The regime of Colonel Muammar Gadhafi had long been suspected of possessing chemical and, potentially, biological weapons capabilities. Its desire to acquire nuclear weapons was also well documented, despite Libya's status as a non-nuclear-weapon state under the Nuclear Non-Proliferation Treaty (NPT). Until Libya's decision to forego weapons of mass destruction (WMD), publicly available assessments generally concurred that-in the absence of significant and sustained injections of foreign technology and assistance-the country's technical and scientific capabilities were too under-developed to allow the indigenous development and production of nuclear weapons.
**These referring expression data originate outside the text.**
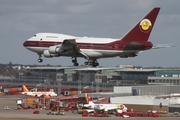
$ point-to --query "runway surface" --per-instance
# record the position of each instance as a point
(14, 114)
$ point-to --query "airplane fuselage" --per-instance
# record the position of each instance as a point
(91, 48)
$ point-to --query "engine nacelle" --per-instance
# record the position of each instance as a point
(47, 54)
(54, 49)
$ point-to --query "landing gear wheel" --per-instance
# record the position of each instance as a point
(40, 60)
(75, 61)
(76, 64)
(86, 62)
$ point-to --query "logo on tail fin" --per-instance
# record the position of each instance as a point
(88, 99)
(145, 25)
(25, 88)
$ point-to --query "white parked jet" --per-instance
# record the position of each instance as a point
(54, 45)
(38, 94)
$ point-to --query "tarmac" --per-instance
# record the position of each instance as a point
(14, 114)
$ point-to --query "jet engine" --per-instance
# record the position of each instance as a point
(54, 49)
(47, 54)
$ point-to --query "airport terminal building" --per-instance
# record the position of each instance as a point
(116, 75)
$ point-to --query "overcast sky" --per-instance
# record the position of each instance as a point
(21, 19)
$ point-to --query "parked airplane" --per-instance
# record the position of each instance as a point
(55, 45)
(38, 94)
(106, 107)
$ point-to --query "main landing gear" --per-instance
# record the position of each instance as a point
(74, 60)
(40, 60)
(92, 62)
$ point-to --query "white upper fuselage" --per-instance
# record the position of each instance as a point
(92, 47)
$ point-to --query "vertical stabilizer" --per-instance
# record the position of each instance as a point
(142, 30)
(25, 88)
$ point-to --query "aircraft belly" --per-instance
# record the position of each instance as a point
(101, 53)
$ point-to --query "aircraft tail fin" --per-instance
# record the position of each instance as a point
(25, 88)
(88, 99)
(142, 30)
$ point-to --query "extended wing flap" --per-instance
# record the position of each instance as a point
(70, 46)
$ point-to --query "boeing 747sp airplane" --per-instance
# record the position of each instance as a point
(55, 45)
(38, 94)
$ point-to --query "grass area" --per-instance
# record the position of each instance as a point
(2, 118)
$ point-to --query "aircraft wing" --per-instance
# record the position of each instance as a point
(161, 46)
(69, 46)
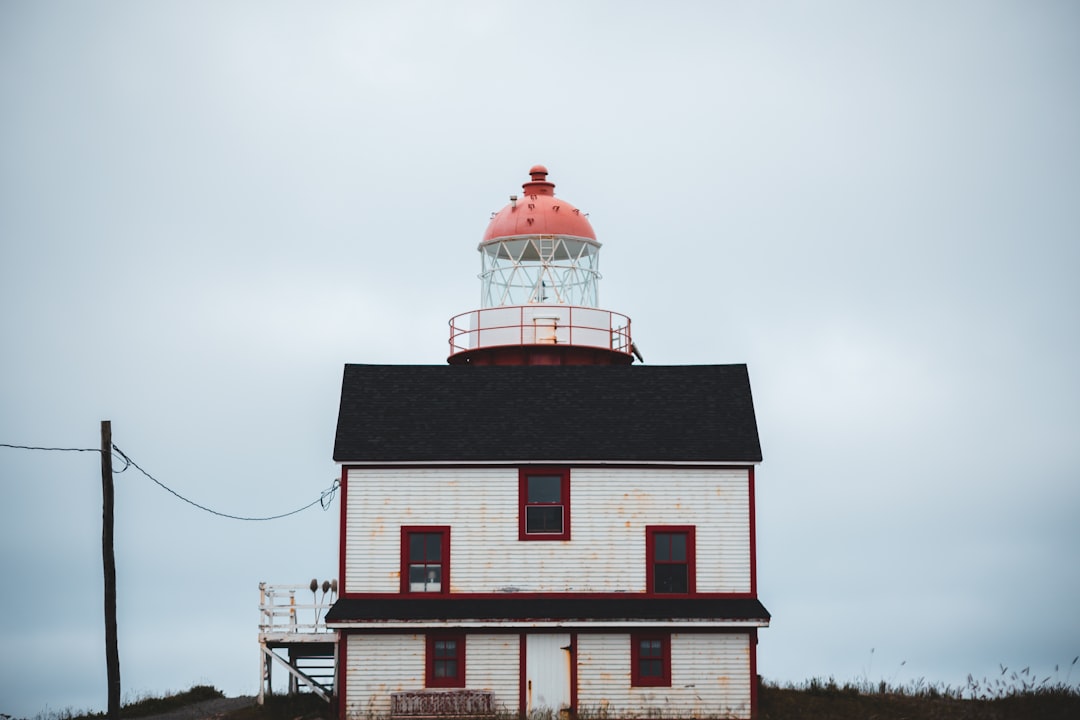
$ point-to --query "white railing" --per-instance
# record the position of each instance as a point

However, since December 2003 it has emerged, as a result of investigations by America, Britain and the IAEA, that Libya was further advanced in the nuclear realm than previously thought.
It appears that Gadhafi's regime began seeking to acquire nuclear weapons shortly after seizing power from King Idris I in 1969. In an initial effort to procure such a capability directly 'off the shelf', the regime approached the People's Republic of China during the period 1969-71, although Beijing declined these advances. Ultimately, these efforts to acquire nuclear weapons came to nothing, thus increasing the importance of finding a source for the requisite technology, materials and components to manufacture nuclear weapons domestically.
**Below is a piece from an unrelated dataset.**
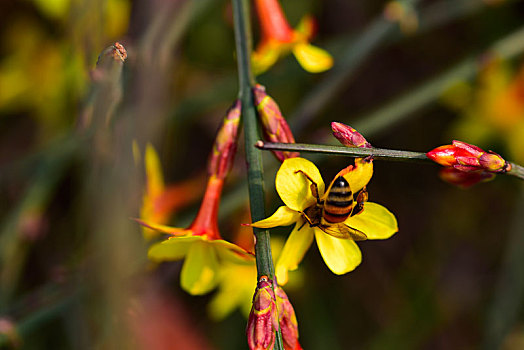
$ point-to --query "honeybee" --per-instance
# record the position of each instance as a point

From the 1970s to late 2003, Gadhafi's regime sought to acquire key elements of the nuclear-fuel cycle from abroad, notably uranium-enrichment capabilities. Ultimately, during the second half of the 1990s, Libya became a key beneficiary of the illicit proliferation network established by Pakistani scientist Abdul Qadir Khan. The A.Q. Khan network became a pivotal 'target of opportunity' for the regime from 1997 through to 2003, with the Libyans spending millions of dollars in return for significant infusions of nuclear technology and expertise.
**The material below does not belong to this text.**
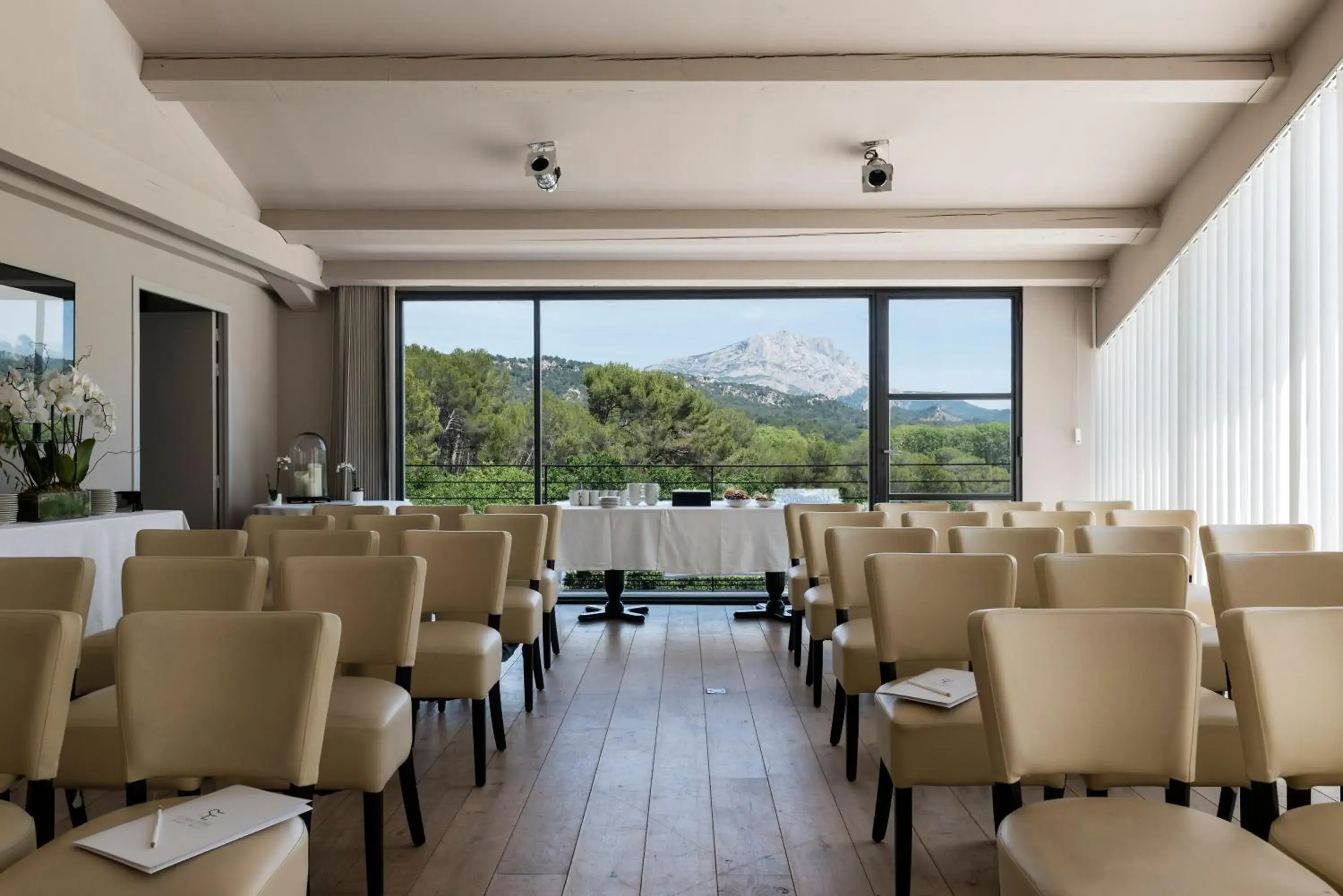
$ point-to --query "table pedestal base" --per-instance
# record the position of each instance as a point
(614, 609)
This paper examines Libya's pursuit of a nuclear weapons capability and the factors that in the end influenced the Gadhafi regime to forego its ambitions in this area. It begins by examining the motives underlying Libya's nuclear ambitions from the 1970s through to the 1990s. The motives, or 'drivers', are placed into context through an examination of Gadhafi's foreign and security policies, including the ideological motivations that spawned its radical approach to international relations during this period. This provides the necessary background for examining the drivers in more detail. They revolved primarily around a security imperative, specifically the regime's desire to deter external interference and intervention in Libya by states in its immediate neighbourhood and further afield.